Being constantly surrounded by unhealthy people and involved in toxic relationships impairs your ability to decipher what is acceptable and what is not. The worst part about being in an unhealthy relationship is not realizing you are in one. When your “norm” is toxic, even the most intolerable behavior becomes acceptable, and worse, expected.
Relationships can either enhance us or drain us. Here are five tell-sale signs that you are in a relationship you need to walk away from.
1. Agony:You dread spending time with this person.
2. Boundaries: This person invades your psychological space and makes grand attempts to control you through manipulation, threats, or guilt.
3. Communication: You are unable to get your point across without stirring up conflict and are unable resolve differences without belittlement or blame. Sometimes in the midst of a toxic relationship, there is no communication whatsoever; you fear their reaction or response to such a degree that you choose to suppress or silence your inner-self.
4. Disrespect: Mutual respect is not evident. When someone fails to respect you as a human being, you begin to lose respect for that person in return.
5. Emotion: This person stirs up strong emotions In you like irritability or anger.

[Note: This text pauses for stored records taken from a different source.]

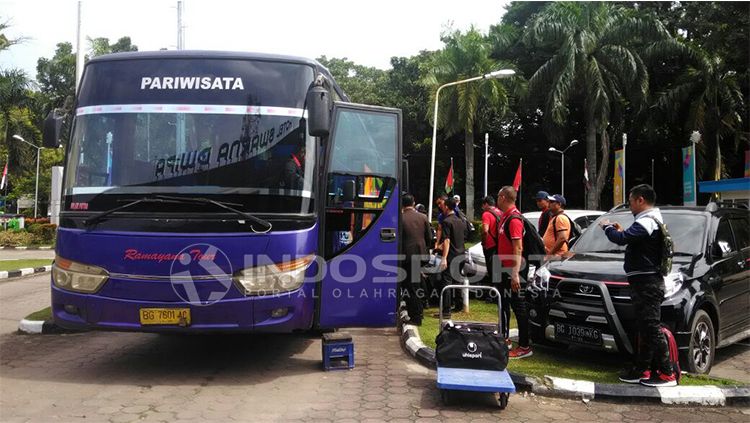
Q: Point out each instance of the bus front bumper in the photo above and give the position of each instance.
(281, 313)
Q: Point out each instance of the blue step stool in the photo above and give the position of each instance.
(338, 351)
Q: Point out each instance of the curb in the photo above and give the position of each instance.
(37, 327)
(47, 247)
(8, 274)
(586, 390)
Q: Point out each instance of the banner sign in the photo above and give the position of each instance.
(688, 179)
(618, 195)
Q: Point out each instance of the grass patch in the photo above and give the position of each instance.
(23, 263)
(571, 362)
(43, 314)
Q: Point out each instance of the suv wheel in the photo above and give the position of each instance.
(700, 355)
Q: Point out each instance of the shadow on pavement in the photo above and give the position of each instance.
(145, 359)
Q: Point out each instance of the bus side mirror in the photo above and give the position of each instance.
(318, 111)
(51, 131)
(350, 190)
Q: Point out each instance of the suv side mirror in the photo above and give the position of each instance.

If you are, in fact, in an unhealthy relationship, the next step is to identify whether or not this is a relationship you have the power to leave.
Some relationships are static; relationships we are born into — relationships with our mothers, fathers, sisters, and brothers. Other relationships are selected; friends, partners, spouses — those in which we can select to either maintain or abandon.
If you are “stuck” in an unhealthy relationship, for lack of a better word, you will need to learn how to cope with the dysfunction and can do so by following these five steps.
1. Use your voice: Say what you need to say without fear of their response or reaction.
2. Demand your boundaries are respected: Put your foot down and walk away from the situation. Sometimes actions really do speak louder than words.
3. Have a strong sense of who you are: Do not let their “you are” become your “I am”.
4. Set limits: Determine where, when, and for how long you will spend time with this person.
5. Take time for yourself: If you need to take a break, take one. Remove yourself, gather your thoughts, and come back when you are ready and calm.